"They're using the old one," and her heart
contracting, twisting, a queer dryness in her throat, she opened
the door as they stopped, her hand shading the lamp against the
sudden inrush of wind and rain. "In there, through the parlor,"
she said dully, indicating the new room and thinking, bitterly,
as she followed them, that now, when it could mean nothing to
Billy, Martin would offer no objections to its being given over
to him.
The scuffling of feet, the low, matter-of-fact orders of a
directing voice: "Easy now, boys--all together, lift.
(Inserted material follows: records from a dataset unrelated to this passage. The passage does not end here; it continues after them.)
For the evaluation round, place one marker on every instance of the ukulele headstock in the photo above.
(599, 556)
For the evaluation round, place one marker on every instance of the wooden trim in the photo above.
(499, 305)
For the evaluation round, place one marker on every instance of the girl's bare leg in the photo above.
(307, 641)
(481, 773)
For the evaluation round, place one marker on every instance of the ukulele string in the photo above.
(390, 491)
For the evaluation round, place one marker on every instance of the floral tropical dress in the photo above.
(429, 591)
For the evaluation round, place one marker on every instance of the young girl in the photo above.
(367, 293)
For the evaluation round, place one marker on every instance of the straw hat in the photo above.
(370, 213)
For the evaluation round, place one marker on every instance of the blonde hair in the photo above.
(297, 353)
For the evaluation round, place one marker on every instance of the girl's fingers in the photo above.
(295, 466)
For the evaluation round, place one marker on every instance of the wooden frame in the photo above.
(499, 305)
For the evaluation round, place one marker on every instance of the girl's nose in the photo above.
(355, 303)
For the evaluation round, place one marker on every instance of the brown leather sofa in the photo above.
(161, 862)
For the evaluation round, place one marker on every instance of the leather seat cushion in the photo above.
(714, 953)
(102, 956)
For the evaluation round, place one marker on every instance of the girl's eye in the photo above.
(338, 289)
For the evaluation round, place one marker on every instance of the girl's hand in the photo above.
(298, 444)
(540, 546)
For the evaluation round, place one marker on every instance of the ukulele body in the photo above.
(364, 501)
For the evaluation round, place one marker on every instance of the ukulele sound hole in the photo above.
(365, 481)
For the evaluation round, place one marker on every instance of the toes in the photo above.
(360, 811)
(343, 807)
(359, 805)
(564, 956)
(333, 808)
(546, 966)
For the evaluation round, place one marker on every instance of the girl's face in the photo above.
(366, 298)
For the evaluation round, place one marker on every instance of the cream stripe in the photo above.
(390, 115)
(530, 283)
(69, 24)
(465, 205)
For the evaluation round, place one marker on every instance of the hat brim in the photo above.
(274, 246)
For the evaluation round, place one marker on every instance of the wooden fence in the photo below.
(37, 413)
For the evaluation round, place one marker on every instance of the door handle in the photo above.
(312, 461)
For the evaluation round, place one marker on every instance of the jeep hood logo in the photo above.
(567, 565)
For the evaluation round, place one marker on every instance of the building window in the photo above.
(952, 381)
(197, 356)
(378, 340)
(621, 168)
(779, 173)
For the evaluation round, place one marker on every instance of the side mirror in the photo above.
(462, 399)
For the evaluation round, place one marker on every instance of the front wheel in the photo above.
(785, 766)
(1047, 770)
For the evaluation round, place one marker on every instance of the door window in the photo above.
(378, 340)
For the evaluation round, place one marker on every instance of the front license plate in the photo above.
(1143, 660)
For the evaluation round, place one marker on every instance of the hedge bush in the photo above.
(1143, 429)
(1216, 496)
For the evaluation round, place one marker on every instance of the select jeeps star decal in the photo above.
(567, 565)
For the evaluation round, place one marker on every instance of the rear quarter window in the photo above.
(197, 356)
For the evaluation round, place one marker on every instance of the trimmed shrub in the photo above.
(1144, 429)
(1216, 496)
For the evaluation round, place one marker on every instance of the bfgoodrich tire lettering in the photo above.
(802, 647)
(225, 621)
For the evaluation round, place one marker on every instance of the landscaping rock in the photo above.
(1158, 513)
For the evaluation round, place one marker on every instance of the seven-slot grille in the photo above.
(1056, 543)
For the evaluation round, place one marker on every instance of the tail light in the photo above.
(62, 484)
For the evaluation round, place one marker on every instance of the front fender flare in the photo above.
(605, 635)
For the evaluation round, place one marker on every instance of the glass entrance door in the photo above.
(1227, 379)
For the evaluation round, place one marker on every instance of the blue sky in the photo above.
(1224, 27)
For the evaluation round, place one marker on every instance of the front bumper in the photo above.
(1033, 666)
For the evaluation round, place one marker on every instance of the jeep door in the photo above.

Watch out;
pull that sheet back up over him," and a brawny, work-stooped man
saying to her awkwardly: "I wouldn't look at him if I was you,
Mrs. Wade, till the undertaker fixes him up," and she was once
more alone.
As if transfixed, she continued to stand, looking beyond the
lamp, beyond the bed on which her son's large figure was outlined
by the sheet, beyond the front door which faced her, beyond--into
the night, looking for Martin, waiting for him to come home to
his boy. She asked herself again and again how she had been so
restrained when her Billy had been carried in. After what seemed
interminable ages, she heard heavy steps on the back porch and
knew that her husband had returned at last. He brought in with
him a gust of wind that caused the lamp to smoke. She held it
with both hands, afraid that she might drop it, and carrying it
to the dining-room table set it down slowly, looking at him.